Accurate short-term streamflow forecasts are critical for water resources management, hydropower operations, and early warning of hydrological hazards. This need is particularly pronounced in Central Asia, where water is predominantly stored as seasonal snow and glacier ice in the high mountain region and released during the warm season, sustaining extensive irrigated agriculture and hydropower production in the region.  

The Swiss Agency for Development and Cooperation supports the strengthening of the operational hydrological forecasting capabilities of National Hydrometeorological Services across Kazakhstan, Kyrgyzstan, Tajikistan, Turkmenistan, and Uzbekistan (SAPPHIRE Central Asia project). SAPPHIRE co-designs, develops, and deploys operationally open-source forecasting tools that integrate existing and machine-learning-based forecasting methods in these organizations. 

As part of this work, we evaluate the performance of three state-of-the-art time-series forecasting architectures—the Temporal Fusion Transformer (TFT), the Time-Series Dense Encoder (TiDE), and the Time-Series Mixer (TSMixer)—for operational 10-day-ahead streamflow prediction across more than 100 gauges in Kazakhstan, Kyrgyzstan, and Tajikistan. 

The models are trained jointly across all basins within each country to enhance spatiotemporal generalization.
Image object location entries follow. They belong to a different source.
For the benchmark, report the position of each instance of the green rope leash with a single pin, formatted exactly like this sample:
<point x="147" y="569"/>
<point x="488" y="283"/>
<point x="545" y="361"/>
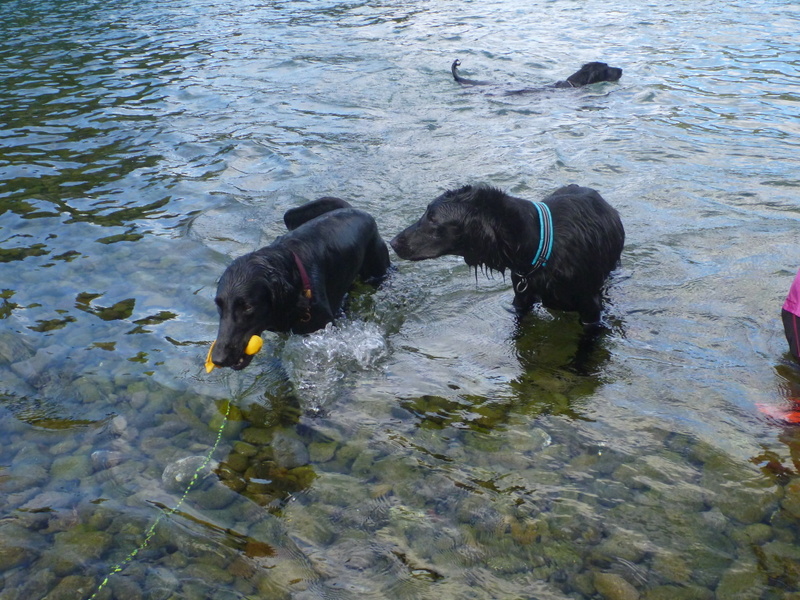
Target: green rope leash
<point x="150" y="532"/>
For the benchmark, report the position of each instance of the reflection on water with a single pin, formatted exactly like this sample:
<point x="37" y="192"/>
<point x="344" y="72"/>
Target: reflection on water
<point x="429" y="444"/>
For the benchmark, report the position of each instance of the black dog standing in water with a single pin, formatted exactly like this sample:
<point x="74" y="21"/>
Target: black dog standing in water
<point x="559" y="251"/>
<point x="590" y="73"/>
<point x="298" y="282"/>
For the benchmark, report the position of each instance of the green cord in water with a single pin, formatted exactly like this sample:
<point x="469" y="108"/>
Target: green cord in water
<point x="150" y="532"/>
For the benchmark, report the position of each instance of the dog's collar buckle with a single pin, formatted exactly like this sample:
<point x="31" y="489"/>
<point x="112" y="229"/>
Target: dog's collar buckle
<point x="305" y="304"/>
<point x="545" y="236"/>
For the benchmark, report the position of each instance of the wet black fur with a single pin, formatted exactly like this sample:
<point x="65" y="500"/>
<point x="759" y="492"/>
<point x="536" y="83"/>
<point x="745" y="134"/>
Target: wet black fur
<point x="498" y="232"/>
<point x="262" y="290"/>
<point x="593" y="72"/>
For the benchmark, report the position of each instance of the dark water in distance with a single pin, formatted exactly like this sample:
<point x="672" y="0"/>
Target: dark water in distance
<point x="428" y="445"/>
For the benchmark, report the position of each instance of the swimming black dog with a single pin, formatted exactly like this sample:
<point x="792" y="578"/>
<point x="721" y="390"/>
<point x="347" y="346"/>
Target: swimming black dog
<point x="559" y="251"/>
<point x="298" y="282"/>
<point x="593" y="72"/>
Probabilistic forecasts are produced using a quantile loss function, thereby representing aleatoric uncertainty. Model skill is assessed against observed discharge and benchmarked against periodic linear regression models for both 5-day and 10-day averaged forecasts. 
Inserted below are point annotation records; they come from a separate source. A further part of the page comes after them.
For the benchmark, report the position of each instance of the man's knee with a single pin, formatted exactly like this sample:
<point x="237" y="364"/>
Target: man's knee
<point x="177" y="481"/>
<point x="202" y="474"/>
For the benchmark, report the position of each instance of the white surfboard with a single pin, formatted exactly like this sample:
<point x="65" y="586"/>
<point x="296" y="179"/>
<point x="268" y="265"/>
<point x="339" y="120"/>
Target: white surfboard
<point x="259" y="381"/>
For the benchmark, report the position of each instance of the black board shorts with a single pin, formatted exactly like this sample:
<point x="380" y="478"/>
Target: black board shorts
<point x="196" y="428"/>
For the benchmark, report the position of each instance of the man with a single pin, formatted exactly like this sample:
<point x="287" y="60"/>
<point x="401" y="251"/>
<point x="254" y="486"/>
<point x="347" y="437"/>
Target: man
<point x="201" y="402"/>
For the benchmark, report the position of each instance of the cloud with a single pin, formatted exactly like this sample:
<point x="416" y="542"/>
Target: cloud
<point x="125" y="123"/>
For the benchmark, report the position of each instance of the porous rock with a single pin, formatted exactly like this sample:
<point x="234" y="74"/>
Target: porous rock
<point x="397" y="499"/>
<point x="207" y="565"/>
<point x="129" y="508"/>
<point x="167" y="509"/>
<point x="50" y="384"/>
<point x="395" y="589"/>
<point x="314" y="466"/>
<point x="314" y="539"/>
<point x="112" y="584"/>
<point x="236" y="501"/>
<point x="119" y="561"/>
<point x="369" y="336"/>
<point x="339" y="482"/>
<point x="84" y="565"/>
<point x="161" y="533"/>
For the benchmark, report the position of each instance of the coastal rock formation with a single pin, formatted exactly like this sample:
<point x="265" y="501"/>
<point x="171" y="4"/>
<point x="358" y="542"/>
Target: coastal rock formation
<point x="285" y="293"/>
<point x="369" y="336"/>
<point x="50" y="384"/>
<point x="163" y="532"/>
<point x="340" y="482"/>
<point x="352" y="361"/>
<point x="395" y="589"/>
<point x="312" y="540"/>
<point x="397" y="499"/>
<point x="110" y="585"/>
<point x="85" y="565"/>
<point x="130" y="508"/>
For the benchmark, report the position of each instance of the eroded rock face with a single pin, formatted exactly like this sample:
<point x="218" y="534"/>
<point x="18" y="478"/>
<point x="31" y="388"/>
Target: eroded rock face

Results indicate that all three deep learning models consistently outperform the existing benchmark approaches, with particularly pronounced improvements at the  
10-day forecast horizon. For example, in Kyrgyzstan and Tajikistan, mean absolute errors get reduced by 30% - 37%. The auto-regressive information from past discharge emerges as the most influential predictor, underscoring its central role in snow- and glacier-melt-dominated runoff regimes of high-mountain Central Asia. 

These advances directly strengthen the forecasting capacity of the Central Asian Hydrometeorological Services and improve the quality of information available to their diverse user base—including national water management authorities responsible for irrigation allocation, hydropower operators optimizing reservoir releases, agencies managing climate-sensitive infrastructure such as roads and airports, and transboundary water management institutions like the Interstate Commission for Water Coordination (ICWC). By demonstrating the operational viability of modern deep learning approaches within existing institutional frameworks, this work contributes to more reliable and actionable hydrological information across one of the world's most water-stressed transboundary regions.